I had been pretty on top of my calories all day and was proud that side of the race was going really well. After I got into the double digits, I put my handheld on and kept hydrating until the final hour. I started with gels and then guzzled Tailwind in the middle miles. At some point, I grabbed a coconut bar and a handful of rosemary potatoes from the aid station and felt like a new person.
I drank an entire Coke from my stash as I was actually feeling sleepy in the second half. It seemed to be helping so I sought out another one from the aid station. I found one on the table, opened it, drank a quarter of it, and came back about 45 minutes later and drank the last quarter of it. Apparently I was sharing with someone, but these things somehow seem less gross when you've been running for 4 hours?
My marathon split was somewhere in the 3:40s and I was relieved when I hit that mark. Somewhere before I actually hit 50K, Matt and I were running together again and he asked if I had ever gone under 4:30 for a 50K. My 50K prior to this race was 4:47, but happy crossed over the line around 4:30 and Garmin beeped at 4:32:21. My GPS was losing about 2/100ths of a mile each lap so no official chip PR - just a Garmin one. But hey, a PR is a PR!
As it got close to 6:00 p.m. and the 5 hour mark, I noticed the waning sun and decreasing temperature. When I stopped to get my headlamp, I also tossed my gloves back on. I actually felt very comfortable temperature-wise the last hour so the gloves were a great choice!

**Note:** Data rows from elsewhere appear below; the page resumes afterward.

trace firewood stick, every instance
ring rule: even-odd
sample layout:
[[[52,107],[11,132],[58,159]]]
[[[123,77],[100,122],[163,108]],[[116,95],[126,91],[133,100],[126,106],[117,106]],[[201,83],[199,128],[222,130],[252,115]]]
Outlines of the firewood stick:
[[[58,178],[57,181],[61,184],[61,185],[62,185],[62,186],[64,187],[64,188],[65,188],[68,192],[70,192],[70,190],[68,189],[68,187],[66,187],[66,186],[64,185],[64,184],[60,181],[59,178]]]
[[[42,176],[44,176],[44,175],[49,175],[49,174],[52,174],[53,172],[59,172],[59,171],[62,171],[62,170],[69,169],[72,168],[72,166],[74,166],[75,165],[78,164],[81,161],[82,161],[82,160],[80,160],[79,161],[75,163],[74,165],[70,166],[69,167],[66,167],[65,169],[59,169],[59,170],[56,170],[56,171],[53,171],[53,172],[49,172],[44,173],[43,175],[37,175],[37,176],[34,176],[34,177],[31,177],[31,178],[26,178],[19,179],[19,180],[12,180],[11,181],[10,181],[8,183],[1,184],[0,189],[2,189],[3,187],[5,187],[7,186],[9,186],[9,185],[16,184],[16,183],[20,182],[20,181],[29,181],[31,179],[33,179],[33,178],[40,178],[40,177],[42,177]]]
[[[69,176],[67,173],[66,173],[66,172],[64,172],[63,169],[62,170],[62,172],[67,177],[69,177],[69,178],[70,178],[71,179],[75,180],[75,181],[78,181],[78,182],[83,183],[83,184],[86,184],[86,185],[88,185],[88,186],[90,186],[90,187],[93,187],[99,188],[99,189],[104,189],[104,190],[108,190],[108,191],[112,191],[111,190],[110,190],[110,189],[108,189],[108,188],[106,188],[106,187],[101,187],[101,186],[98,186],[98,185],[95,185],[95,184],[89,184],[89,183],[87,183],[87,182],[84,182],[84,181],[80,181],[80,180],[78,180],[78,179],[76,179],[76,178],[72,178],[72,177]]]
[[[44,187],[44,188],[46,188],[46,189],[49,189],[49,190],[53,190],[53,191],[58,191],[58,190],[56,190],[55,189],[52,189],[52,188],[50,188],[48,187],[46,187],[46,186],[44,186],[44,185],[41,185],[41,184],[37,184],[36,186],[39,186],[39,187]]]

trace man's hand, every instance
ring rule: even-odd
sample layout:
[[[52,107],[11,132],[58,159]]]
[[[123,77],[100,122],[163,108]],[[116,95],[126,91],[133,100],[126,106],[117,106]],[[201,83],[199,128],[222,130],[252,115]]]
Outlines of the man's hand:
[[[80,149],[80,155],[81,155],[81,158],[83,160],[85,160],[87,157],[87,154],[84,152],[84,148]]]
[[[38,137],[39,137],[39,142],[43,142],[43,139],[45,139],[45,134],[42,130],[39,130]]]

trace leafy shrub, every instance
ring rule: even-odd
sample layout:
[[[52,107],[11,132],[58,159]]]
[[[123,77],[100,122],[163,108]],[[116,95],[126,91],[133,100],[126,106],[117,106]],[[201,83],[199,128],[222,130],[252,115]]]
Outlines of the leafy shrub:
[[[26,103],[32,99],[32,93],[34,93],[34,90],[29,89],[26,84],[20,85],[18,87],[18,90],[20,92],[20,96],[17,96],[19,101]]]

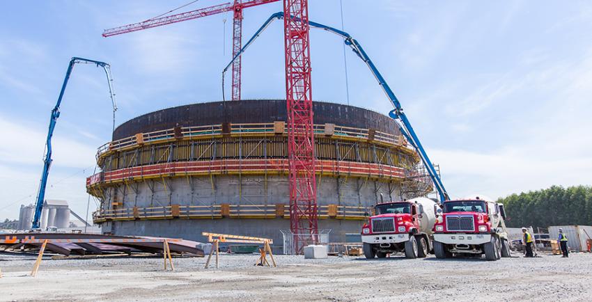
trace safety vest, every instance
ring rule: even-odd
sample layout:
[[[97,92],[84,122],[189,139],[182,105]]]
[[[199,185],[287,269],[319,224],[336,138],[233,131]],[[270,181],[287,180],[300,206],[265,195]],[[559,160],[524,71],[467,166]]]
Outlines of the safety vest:
[[[527,243],[532,242],[532,236],[531,236],[530,233],[528,232],[524,233],[524,238],[526,238]]]
[[[560,241],[568,241],[568,237],[567,237],[567,236],[566,236],[566,235],[565,235],[565,234],[563,234],[563,233],[559,233],[559,237],[561,238],[561,240],[560,240]]]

Runner math was not really on the table until I had about 45 minutes left in the race. I was content to just get to a marathon, a 50K, then 35 miles. Once I got to 35 miles, I realized that I could hit 40 if I stayed within a reasonable pace. It was definitely getting harder and the miles were wearing on me. But with the finish nearing, I kept going. Just 3 more laps, just 2 more laps, just 1 more lap.
I knew I'd have 39.5ish on my Garmin when I stopped and really wanted it to say 40. But when I stopped after my 40th lap - the lap time became good enough. I was pooped. Happy, but pooped. I counted all my rocks, recorded my laps, and waited for Matt to come through on his final lap. He ended up with 33 laps - we basically did the same pace for 5 of the 6 hours - and he came in second!
40 miles in the 6 hour is a PR for me. Coming off 2 marathons and on a less-than-ideal course makes me feel good about where my fitness is even if my body parts are randomly uncooperative. There is always the what if factor of an ideal course and a rested body, but a couple of extra miles in the 6 hour is one I'm okay to leave on the table for now.